Efetivamente, o Erasmus+ promove e facilita a melhor compreensão para o relacionamento interpessoal, valorizando os princípios democráticos, humanistas, através de uma participação cívica, consciente, ativa, responsável, afirmada pelo maior envolvimento, conhecimento e diálogo entre alunos, professores e instituições (European Commission, 2023, p. 90). É um programa interativo, empreendedor e de envolvimento contínuo, em que os alunos aprendem sobretudo a ser mais autónomos, reflexivos e muito mais criativos. Trajetória que tem vindo a permitir a cooperação e a “integração de diferentes valores e formas de pensar, agir e interagir” (F4) e que inclui diferentes campos de saber (e.g. educação, ciência, saúde). Na base, é a vontade para estimular e desenvolver a aprendizagem colaborativa sustentada em projetos e no aproximar comunidades de aprendizagem entre gerações e culturas.

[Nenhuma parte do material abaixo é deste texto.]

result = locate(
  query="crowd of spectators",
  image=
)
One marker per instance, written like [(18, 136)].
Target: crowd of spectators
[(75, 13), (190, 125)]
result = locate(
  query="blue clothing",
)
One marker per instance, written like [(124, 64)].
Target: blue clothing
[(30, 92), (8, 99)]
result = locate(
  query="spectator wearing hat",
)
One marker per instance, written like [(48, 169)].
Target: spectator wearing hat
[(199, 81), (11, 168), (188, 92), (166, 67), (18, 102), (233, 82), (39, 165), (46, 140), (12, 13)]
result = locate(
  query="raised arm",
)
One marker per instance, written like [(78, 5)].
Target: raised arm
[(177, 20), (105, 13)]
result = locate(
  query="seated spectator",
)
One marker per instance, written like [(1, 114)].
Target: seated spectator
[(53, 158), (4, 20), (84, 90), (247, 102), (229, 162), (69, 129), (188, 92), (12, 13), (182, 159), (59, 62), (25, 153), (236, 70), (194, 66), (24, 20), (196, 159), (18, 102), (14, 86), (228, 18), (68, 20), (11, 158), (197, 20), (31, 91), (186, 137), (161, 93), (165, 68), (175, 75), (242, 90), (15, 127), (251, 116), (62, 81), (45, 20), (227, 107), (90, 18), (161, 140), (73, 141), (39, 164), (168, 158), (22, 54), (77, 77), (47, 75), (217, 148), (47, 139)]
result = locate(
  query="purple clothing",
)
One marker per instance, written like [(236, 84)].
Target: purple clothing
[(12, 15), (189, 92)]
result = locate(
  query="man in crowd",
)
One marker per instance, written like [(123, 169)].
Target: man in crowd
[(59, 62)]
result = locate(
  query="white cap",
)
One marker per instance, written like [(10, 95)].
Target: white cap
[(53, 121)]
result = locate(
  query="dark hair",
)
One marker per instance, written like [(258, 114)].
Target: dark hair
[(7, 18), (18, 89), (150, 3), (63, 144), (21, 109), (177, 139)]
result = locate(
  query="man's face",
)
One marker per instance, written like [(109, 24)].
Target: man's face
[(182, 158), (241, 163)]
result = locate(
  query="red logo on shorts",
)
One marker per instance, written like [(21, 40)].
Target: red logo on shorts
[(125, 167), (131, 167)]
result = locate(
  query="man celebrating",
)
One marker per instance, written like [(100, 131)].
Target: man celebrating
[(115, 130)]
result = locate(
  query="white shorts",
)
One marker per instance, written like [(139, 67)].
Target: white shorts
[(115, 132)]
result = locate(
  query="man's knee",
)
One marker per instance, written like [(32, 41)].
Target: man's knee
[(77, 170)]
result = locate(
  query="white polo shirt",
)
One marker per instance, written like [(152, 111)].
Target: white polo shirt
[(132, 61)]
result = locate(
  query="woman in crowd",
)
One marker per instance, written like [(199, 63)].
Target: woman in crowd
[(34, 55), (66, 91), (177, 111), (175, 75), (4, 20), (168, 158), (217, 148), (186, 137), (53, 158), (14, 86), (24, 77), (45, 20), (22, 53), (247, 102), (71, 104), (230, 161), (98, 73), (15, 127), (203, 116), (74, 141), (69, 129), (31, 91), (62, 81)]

Em síntese, parece-nos agora possível dizer que as principais práticas pedagógicas identificadas no âmbito do Erasmus+ estão alinhadas com a matriz de análise convocada (Paniagua & Istance, 2018; Paseo, 2017) e, assim sendo, são práticas consideradas de inovação pedagógica (Paniagua & Istance, 2018), porquanto recorrem a pedagogias em que o aluno é o principal protagonista, na construção de aprendizagem dialógica, intercultural e uma maior envolvência, participação, sobretudo no plano de uma aprendizagem experimental (nf = 87), integrada (nf = 65) e interdisciplinar (nf = 39) (Novak et al., 2018; Rocha & Orvalho, 2019).
É pela mobilidade académica que se promove um agir diferente em termos de ensino e de aprendizagem, escrevem Amorim e Cosme (2017) e também Villalba e colaboradores (2018). Aguilar e Pavón Vázquez (2017) e, ainda, Sá e colaboradores (2021) registam, contudo, que são os novos olhares do e sobre o mundo que transportam em si a oportunidade que “valoriza o respeito pela dignidade humana, pelo exercício da cidadania plena, pela solidariedade para com os outros, pela diversidade cultural e pelo debate democrático” (Paseo, 2017, p. 15).
A máxima que lhe está subjacente é a que está imbuída dos princípios da escola para todos, e tem a ver com a necessidade imperativa de todos juntos estarmos capazes de responder cabalmente aos múltiplos desafios do mundo atual e a modos de vida sustentáveis, respeitadores do ambiente e do bem-estar de e para todos nós, tal como reiteram Fisker e Clausen (2017).